L’automobile rend autiste, le
vélo ouvre au monde. La voiture se ferme à clé, se barricade, se chauffe et se
climatise, se sonorise et s’imperméabilise. De l’intérieur de l’habitacle, le
monde extérieur n’existe plus. Le vélo est ouvert, il n’entoure rien et dans le
couple cycliste/vélo, c’est plutôt le cycliste qui protège le vélo que le
contraire. Il protège la selle avec ses fesses, d’où des plaisanteries sans fin
dont certaines grivoises. Il protège les pédaliers avec les pieds, couvre le
cadre d’une large capote large quand il pleut, réchauffe les poignées du
guidon. Mon doudou, mon cœur, mon
mignon. Le cycliste a fortement conscience de son rôle social, de son
implication dans la protection de l’atmosphère, il regarde les bébés et les
vieillards avec affection car chaque coup de pédale leur nettoie les poumons,
leur ramone les voies respiratoires et on aime toujours ceux à qui on rend
service. Le cycliste voit les piétons, repère les deux roues à essence, scrute
les autos, il frôle les piétons, les regarde, leur sourit, demande pardon,
excusez-moi, je suis désolé, merci, attention, ceci est une piste. Les piétons
s’écartent avec amabilité, on n’en veut pas à un cycliste, si tendre, si
fragile, si vulnérable. Quand une voiture renverse un cycliste, la sympathie
publique n’hésite pas, elle se porte vers le cycliste, elle regarde le
conducteur automobile d’un œil de jugement dernier. Un piéton provoque moins de
sympathie sauf s’il est un enfant. Le cycliste se glisse dans la foule en
roulant doucement ou s’il y a trop de monde, il met les pieds à terre et la
main dans le guidon, avance comme un couple vers l’autel, en se regardant les
yeux dans les pneus. Jamais un automobiliste ne descendra de sa voiture pour la
pousser doucement vers un garage. L’automobiliste considère qu’il est partout
chez lui, que le défaut majeur d’un véhicule, d’être lourd, d’occuper l’espace
de dix piétons, de polluer, d’écraser, est une qualité, un instrument de
domination. Il monte sur les trottoirs, tranche les pistes, bloque les portes
d’immeubles, pousse les piétons sur les passages cloutés, hurle au premier
obstacle, tout ralentissement est l’équivalent d’un accident vasculaire.

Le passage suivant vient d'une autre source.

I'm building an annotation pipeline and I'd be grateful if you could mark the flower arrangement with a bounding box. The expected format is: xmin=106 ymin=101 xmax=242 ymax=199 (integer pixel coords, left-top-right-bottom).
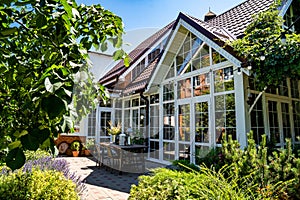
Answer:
xmin=107 ymin=121 xmax=122 ymax=135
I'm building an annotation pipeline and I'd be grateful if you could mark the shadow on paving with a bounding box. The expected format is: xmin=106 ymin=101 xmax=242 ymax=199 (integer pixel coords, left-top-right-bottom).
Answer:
xmin=81 ymin=158 xmax=142 ymax=193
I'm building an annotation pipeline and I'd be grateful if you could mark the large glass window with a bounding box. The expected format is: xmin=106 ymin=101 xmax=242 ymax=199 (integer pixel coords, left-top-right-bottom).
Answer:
xmin=251 ymin=94 xmax=265 ymax=144
xmin=214 ymin=67 xmax=234 ymax=92
xmin=293 ymin=101 xmax=300 ymax=142
xmin=150 ymin=105 xmax=159 ymax=139
xmin=193 ymin=73 xmax=210 ymax=96
xmin=215 ymin=94 xmax=236 ymax=144
xmin=177 ymin=78 xmax=192 ymax=99
xmin=178 ymin=104 xmax=191 ymax=141
xmin=163 ymin=83 xmax=174 ymax=101
xmin=163 ymin=103 xmax=175 ymax=140
xmin=195 ymin=102 xmax=209 ymax=143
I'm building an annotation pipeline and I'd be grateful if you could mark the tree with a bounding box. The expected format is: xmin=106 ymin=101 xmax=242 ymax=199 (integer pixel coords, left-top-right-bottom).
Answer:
xmin=0 ymin=0 xmax=129 ymax=169
xmin=232 ymin=1 xmax=300 ymax=89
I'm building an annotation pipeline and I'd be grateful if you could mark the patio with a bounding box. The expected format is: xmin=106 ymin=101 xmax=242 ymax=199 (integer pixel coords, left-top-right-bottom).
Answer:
xmin=57 ymin=157 xmax=164 ymax=200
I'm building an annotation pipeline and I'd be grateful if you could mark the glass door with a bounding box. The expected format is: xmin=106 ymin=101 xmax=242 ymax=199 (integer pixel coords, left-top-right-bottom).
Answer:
xmin=97 ymin=108 xmax=112 ymax=142
xmin=192 ymin=100 xmax=211 ymax=164
xmin=267 ymin=99 xmax=291 ymax=147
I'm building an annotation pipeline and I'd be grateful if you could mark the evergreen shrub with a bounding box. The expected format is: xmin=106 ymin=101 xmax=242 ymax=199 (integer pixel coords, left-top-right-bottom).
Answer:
xmin=0 ymin=168 xmax=79 ymax=200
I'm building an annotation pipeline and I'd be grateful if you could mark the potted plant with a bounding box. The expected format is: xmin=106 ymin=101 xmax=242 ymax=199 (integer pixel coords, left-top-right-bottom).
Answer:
xmin=107 ymin=121 xmax=122 ymax=143
xmin=70 ymin=141 xmax=80 ymax=157
xmin=82 ymin=139 xmax=95 ymax=156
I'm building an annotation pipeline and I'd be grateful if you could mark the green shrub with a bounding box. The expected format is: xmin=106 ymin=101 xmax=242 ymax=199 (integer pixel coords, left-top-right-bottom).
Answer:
xmin=24 ymin=149 xmax=51 ymax=160
xmin=129 ymin=166 xmax=253 ymax=200
xmin=172 ymin=160 xmax=200 ymax=172
xmin=222 ymin=133 xmax=300 ymax=199
xmin=0 ymin=169 xmax=79 ymax=200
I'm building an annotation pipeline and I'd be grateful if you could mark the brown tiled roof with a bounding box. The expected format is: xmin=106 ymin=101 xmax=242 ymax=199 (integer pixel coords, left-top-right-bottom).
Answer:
xmin=207 ymin=0 xmax=274 ymax=37
xmin=99 ymin=0 xmax=273 ymax=95
xmin=123 ymin=53 xmax=162 ymax=94
xmin=99 ymin=21 xmax=175 ymax=84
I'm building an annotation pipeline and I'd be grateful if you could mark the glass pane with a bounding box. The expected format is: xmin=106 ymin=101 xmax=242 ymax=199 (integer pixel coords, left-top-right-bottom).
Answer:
xmin=163 ymin=142 xmax=175 ymax=161
xmin=215 ymin=94 xmax=236 ymax=143
xmin=100 ymin=112 xmax=111 ymax=137
xmin=214 ymin=67 xmax=234 ymax=92
xmin=150 ymin=105 xmax=159 ymax=139
xmin=281 ymin=103 xmax=291 ymax=142
xmin=195 ymin=102 xmax=209 ymax=143
xmin=268 ymin=101 xmax=280 ymax=144
xmin=291 ymin=79 xmax=299 ymax=98
xmin=178 ymin=104 xmax=190 ymax=141
xmin=163 ymin=83 xmax=174 ymax=101
xmin=163 ymin=103 xmax=175 ymax=140
xmin=251 ymin=94 xmax=265 ymax=144
xmin=200 ymin=44 xmax=210 ymax=68
xmin=293 ymin=101 xmax=300 ymax=142
xmin=178 ymin=144 xmax=190 ymax=160
xmin=193 ymin=73 xmax=210 ymax=96
xmin=150 ymin=141 xmax=159 ymax=159
xmin=177 ymin=78 xmax=192 ymax=99
xmin=195 ymin=145 xmax=210 ymax=165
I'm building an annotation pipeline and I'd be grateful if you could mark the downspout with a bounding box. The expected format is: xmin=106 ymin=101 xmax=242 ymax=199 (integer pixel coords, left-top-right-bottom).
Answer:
xmin=140 ymin=92 xmax=150 ymax=146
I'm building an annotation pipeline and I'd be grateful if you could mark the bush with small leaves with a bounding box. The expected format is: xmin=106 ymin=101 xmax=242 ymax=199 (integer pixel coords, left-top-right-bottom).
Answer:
xmin=0 ymin=168 xmax=79 ymax=200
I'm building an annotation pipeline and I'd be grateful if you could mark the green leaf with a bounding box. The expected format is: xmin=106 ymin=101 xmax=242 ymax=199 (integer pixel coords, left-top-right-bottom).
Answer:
xmin=61 ymin=0 xmax=72 ymax=18
xmin=8 ymin=140 xmax=21 ymax=149
xmin=0 ymin=27 xmax=18 ymax=36
xmin=113 ymin=49 xmax=125 ymax=60
xmin=42 ymin=95 xmax=66 ymax=119
xmin=101 ymin=42 xmax=107 ymax=52
xmin=36 ymin=14 xmax=47 ymax=28
xmin=14 ymin=130 xmax=28 ymax=138
xmin=124 ymin=54 xmax=131 ymax=67
xmin=45 ymin=77 xmax=54 ymax=93
xmin=5 ymin=148 xmax=26 ymax=170
xmin=21 ymin=135 xmax=40 ymax=151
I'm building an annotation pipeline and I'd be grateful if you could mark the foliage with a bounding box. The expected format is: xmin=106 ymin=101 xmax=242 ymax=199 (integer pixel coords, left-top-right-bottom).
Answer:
xmin=70 ymin=141 xmax=80 ymax=151
xmin=231 ymin=2 xmax=300 ymax=90
xmin=222 ymin=133 xmax=300 ymax=199
xmin=107 ymin=121 xmax=122 ymax=135
xmin=0 ymin=0 xmax=129 ymax=169
xmin=129 ymin=166 xmax=261 ymax=200
xmin=196 ymin=148 xmax=224 ymax=170
xmin=172 ymin=160 xmax=200 ymax=172
xmin=0 ymin=156 xmax=86 ymax=194
xmin=24 ymin=149 xmax=51 ymax=161
xmin=0 ymin=169 xmax=79 ymax=200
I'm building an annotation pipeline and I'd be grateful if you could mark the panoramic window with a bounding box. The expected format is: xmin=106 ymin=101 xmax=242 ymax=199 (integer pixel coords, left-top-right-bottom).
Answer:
xmin=178 ymin=104 xmax=191 ymax=141
xmin=163 ymin=83 xmax=174 ymax=101
xmin=177 ymin=78 xmax=192 ymax=99
xmin=193 ymin=73 xmax=210 ymax=96
xmin=215 ymin=94 xmax=236 ymax=144
xmin=214 ymin=67 xmax=234 ymax=92
xmin=195 ymin=102 xmax=209 ymax=143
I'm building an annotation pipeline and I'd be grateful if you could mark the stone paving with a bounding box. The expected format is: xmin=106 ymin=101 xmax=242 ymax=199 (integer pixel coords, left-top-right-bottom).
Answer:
xmin=58 ymin=157 xmax=164 ymax=200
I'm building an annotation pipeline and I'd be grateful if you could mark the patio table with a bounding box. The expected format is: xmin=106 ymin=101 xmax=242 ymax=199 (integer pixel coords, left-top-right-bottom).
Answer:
xmin=100 ymin=142 xmax=147 ymax=174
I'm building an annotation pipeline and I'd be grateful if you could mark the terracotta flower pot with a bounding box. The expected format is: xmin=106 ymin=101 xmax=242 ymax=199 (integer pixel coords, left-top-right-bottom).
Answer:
xmin=72 ymin=151 xmax=79 ymax=157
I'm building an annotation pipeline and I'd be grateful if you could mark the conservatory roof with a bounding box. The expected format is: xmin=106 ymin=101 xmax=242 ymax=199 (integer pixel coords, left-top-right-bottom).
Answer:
xmin=99 ymin=0 xmax=282 ymax=94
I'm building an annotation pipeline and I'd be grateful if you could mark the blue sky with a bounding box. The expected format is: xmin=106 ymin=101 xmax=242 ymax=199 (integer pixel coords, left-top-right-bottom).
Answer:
xmin=76 ymin=0 xmax=245 ymax=31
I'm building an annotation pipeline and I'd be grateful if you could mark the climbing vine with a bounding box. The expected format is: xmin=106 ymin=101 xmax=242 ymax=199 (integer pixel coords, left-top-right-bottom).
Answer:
xmin=231 ymin=2 xmax=300 ymax=89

Ah ! J’en aurais à dire sur le sujet. Mais prenons garde. Mon projet est
de faciliter les relations humaines, de favoriser le vivre ensemble, de semer le
care dans les mouvements urbains. Si
je stigmatise ainsi l’un des termes du chaos, il ne fera plus partie de la
solution, comme dans tout compromis qui se respecte, mais restera un problème à
éliminer. Ma religion est faite : un jour, il n’y aura plus sur terre que
des piétons, des cyclistes et des passagers. En attendant, déplaçons-nous en
harmonie et de concert. Merci, passez donc, après vous, au lieu de connard
enculé, tu as eu ton permis par correspondance, tu t’es vu quand tu conduis.